Frans Rooijers: "Echte concurrentie ontstaat pas als er pijn of ongemak gevoeld wordt"
Minister Wiebes kondigde op 4 december de start van het proces tot het Klimaat- en Energieakkoord af. Het nieuwe akkoord moet in 2018 worden afgesloten, waarbij het een moeilijkere klus is dan de hervorming van de belastingdienst: "Het is een uitdaging met vele dimensies", aldus Wiebes. Het doel staat vast en alle maatregelen zijn mogelijk. Wie betere maatregelen weet dan het lijstje uit het Regeerakkoord, is bij hem welkom.Dat lijkt mooi, maar de discussie gaat vooral over de hoeveelheid CO2-opslag en andere technieken en niet over hoe we de halvering van de CO2-emissies in 2030 willen instrumenteren en betalen. Technisch is de transitie geen probleem, we mogen alleen hopen dat het door vernieuwende technieken wat goedkoper wordt. Dat zal ook gebeuren als er concurrentie gaat ontstaan tussen CO2-vrije technieken.

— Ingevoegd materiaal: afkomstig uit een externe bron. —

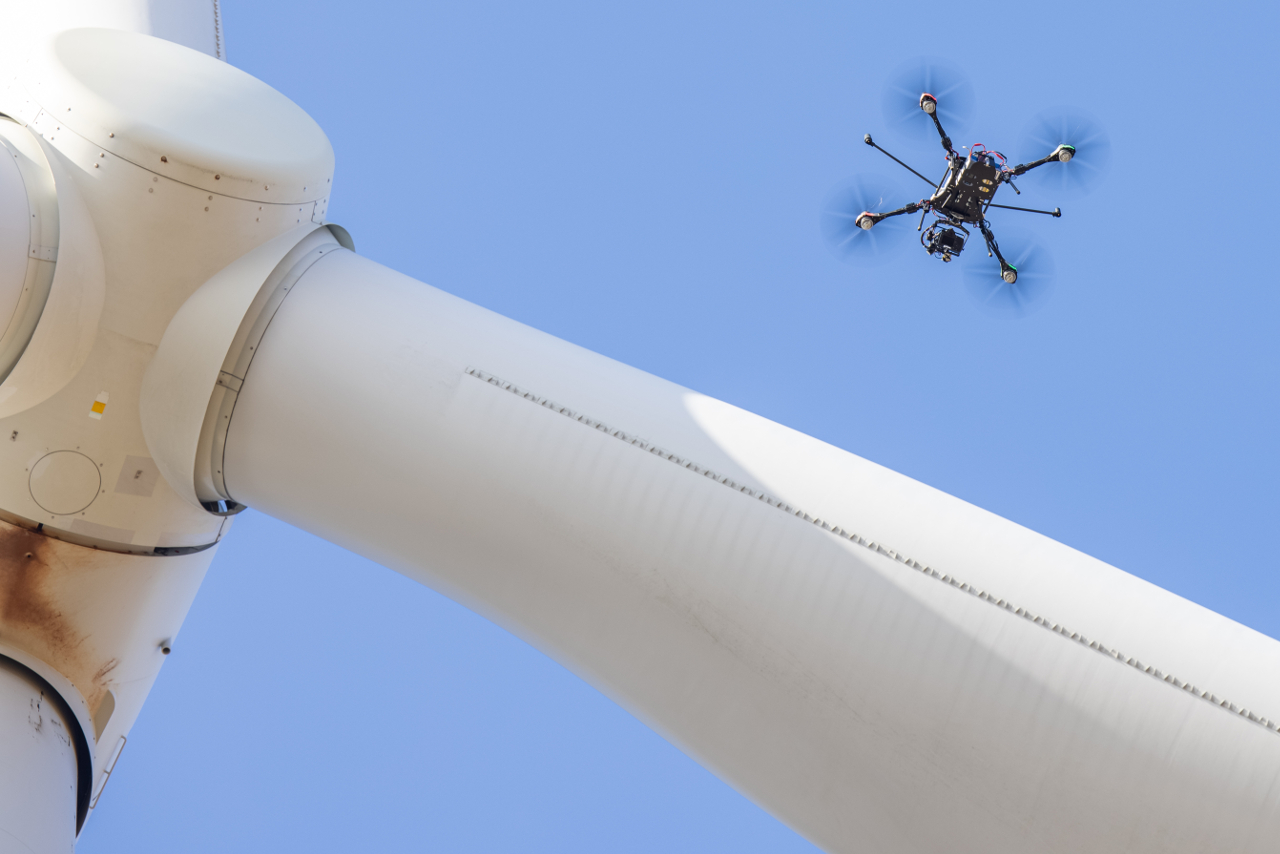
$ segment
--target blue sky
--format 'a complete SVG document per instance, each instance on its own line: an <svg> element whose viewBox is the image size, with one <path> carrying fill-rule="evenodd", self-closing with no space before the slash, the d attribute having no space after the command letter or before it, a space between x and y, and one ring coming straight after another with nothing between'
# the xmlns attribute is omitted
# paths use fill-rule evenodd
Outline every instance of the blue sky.
<svg viewBox="0 0 1280 854"><path fill-rule="evenodd" d="M1280 636L1274 7L224 0L223 17L230 60L332 139L330 216L362 254ZM957 145L1014 148L1055 105L1110 134L1099 190L1034 199L1061 219L992 217L1055 258L1025 320L976 310L914 232L870 270L819 236L842 180L916 180L864 133L940 171L880 109L920 55L974 84ZM80 846L658 849L814 850L522 642L253 512Z"/></svg>

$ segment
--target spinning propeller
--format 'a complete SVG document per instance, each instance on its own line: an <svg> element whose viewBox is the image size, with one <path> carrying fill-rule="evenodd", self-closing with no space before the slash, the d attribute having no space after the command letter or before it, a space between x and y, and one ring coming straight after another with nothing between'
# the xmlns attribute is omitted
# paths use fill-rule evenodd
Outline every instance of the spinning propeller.
<svg viewBox="0 0 1280 854"><path fill-rule="evenodd" d="M1044 305L1052 292L1057 275L1053 256L1035 238L1017 230L1007 230L1000 252L1016 268L1016 280L1004 279L1000 264L987 257L981 236L975 235L961 256L964 288L984 314L1021 320Z"/></svg>
<svg viewBox="0 0 1280 854"><path fill-rule="evenodd" d="M963 138L976 103L973 86L960 71L933 60L915 60L890 78L881 100L889 126L911 144L927 142L936 149L933 122L920 109L920 96L926 92L937 100L938 120L953 138Z"/></svg>
<svg viewBox="0 0 1280 854"><path fill-rule="evenodd" d="M919 107L916 108L919 112ZM819 226L831 251L841 260L873 267L889 260L890 250L911 228L905 217L886 219L864 230L857 224L863 211L884 213L906 200L893 182L874 175L856 175L841 184L822 206Z"/></svg>
<svg viewBox="0 0 1280 854"><path fill-rule="evenodd" d="M1058 146L1075 148L1070 160L1036 169L1019 179L1024 187L1083 196L1093 190L1111 165L1111 140L1097 121L1070 108L1045 110L1023 131L1018 146L1022 161L1044 157Z"/></svg>

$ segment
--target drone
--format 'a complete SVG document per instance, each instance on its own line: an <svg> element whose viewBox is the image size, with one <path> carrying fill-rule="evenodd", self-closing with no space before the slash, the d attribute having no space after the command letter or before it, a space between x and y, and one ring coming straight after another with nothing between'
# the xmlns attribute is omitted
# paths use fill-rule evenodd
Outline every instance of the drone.
<svg viewBox="0 0 1280 854"><path fill-rule="evenodd" d="M972 110L972 87L961 74L932 61L911 63L902 71L885 89L885 117L890 125L898 125L903 130L923 130L923 125L932 122L942 144L946 172L940 181L934 182L881 147L871 134L866 134L863 141L868 146L928 184L929 195L888 210L891 204L896 204L889 200L900 199L903 194L876 177L856 176L828 199L822 212L823 232L838 256L856 264L883 261L883 250L891 246L895 235L902 231L897 226L889 226L892 222L902 222L896 218L910 214L920 214L916 231L920 232L921 246L929 255L946 263L960 258L970 238L981 234L987 257L994 257L999 267L978 263L973 257L976 250L969 249L965 257L970 263L961 265L966 288L984 310L1023 317L1050 288L1052 258L1029 235L1025 239L1017 235L1011 237L1011 245L1016 249L1002 251L988 214L992 208L999 208L1056 219L1062 216L1062 209L1000 204L995 196L1006 184L1014 193L1022 195L1019 183L1024 177L1042 189L1088 192L1108 165L1107 134L1078 110L1049 109L1033 118L1024 135L1024 150L1019 153L1028 158L1025 162L1010 165L1009 158L1002 152L981 143L957 150L943 122L963 123L965 114ZM930 132L929 136L932 135ZM1030 159L1032 157L1038 159ZM926 223L930 216L932 221ZM886 220L892 222L881 226Z"/></svg>
<svg viewBox="0 0 1280 854"><path fill-rule="evenodd" d="M987 211L991 208L1004 208L1005 210L1048 214L1052 217L1062 216L1061 208L1045 211L1035 208L1014 207L1012 205L998 205L994 199L996 191L1000 189L1002 184L1008 184L1015 193L1021 195L1017 184L1014 183L1014 178L1020 178L1032 169L1038 169L1050 163L1070 163L1072 158L1076 156L1076 147L1066 143L1059 143L1057 148L1039 160L1020 163L1017 166L1008 166L1008 161L1003 154L998 151L989 151L981 143L971 146L967 155L956 151L951 145L951 137L947 135L946 130L942 127L942 120L938 118L938 99L933 95L928 92L921 93L920 109L929 118L933 119L933 125L937 128L938 136L942 140L942 148L947 153L947 173L942 182L934 184L924 175L921 175L885 151L871 138L871 134L867 134L863 137L863 141L867 145L884 154L926 184L929 184L934 188L934 191L929 198L911 202L897 210L886 213L863 211L858 214L854 224L864 231L870 231L876 223L889 217L921 211L920 227L917 228L918 231L923 229L920 235L920 243L930 255L946 262L950 262L964 251L965 244L970 237L970 231L965 226L976 227L982 233L982 239L986 241L987 256L994 255L996 260L1000 262L1000 278L1011 285L1016 283L1018 281L1018 268L1005 260L1004 255L1001 254L1000 244L996 242L996 236L991 231L991 226L987 223ZM934 220L929 224L928 228L923 228L925 217L929 214L933 214Z"/></svg>

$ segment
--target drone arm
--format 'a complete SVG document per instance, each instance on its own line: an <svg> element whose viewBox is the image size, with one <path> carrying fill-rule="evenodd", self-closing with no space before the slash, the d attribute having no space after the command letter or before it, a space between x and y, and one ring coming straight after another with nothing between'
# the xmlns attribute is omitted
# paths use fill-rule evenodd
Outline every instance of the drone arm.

Daar wringt nou net de schoen. Op papier willen we concurrentie tussen isolatie, warmtepompen, CO2-vrije warmtebronnen, et cetera, maar dat gebeurt niet. Het gaat vooral om een richtingenstrijd tussen warmteleveringsprojecten of (hybride) warmtepompen, maar in het geheel schiet het nog niet zo op. Echte concurrentie ontstaat pas als er pijn of ongemak gevoeld wordt, als de aardgasprijs stijgt doordat het schaars wordt, of doordat het met belastingen duur wordt. Dan gaan mensen serieus nadenken over een alternatief. Nu wordt de planeconomie uit de kast gehaald en moeten gemeenten en netbeheerders plannen per wijk (of buurt, of complex?) gaan maken om de uitfasering van goedkoop aardgas te regelen en dure klimaatneutrale oplossingen er voor in de plaats te realiseren.
““We mogen niet over de kosten praten, behalve dat ze zo laag mogelijk moeten zijn””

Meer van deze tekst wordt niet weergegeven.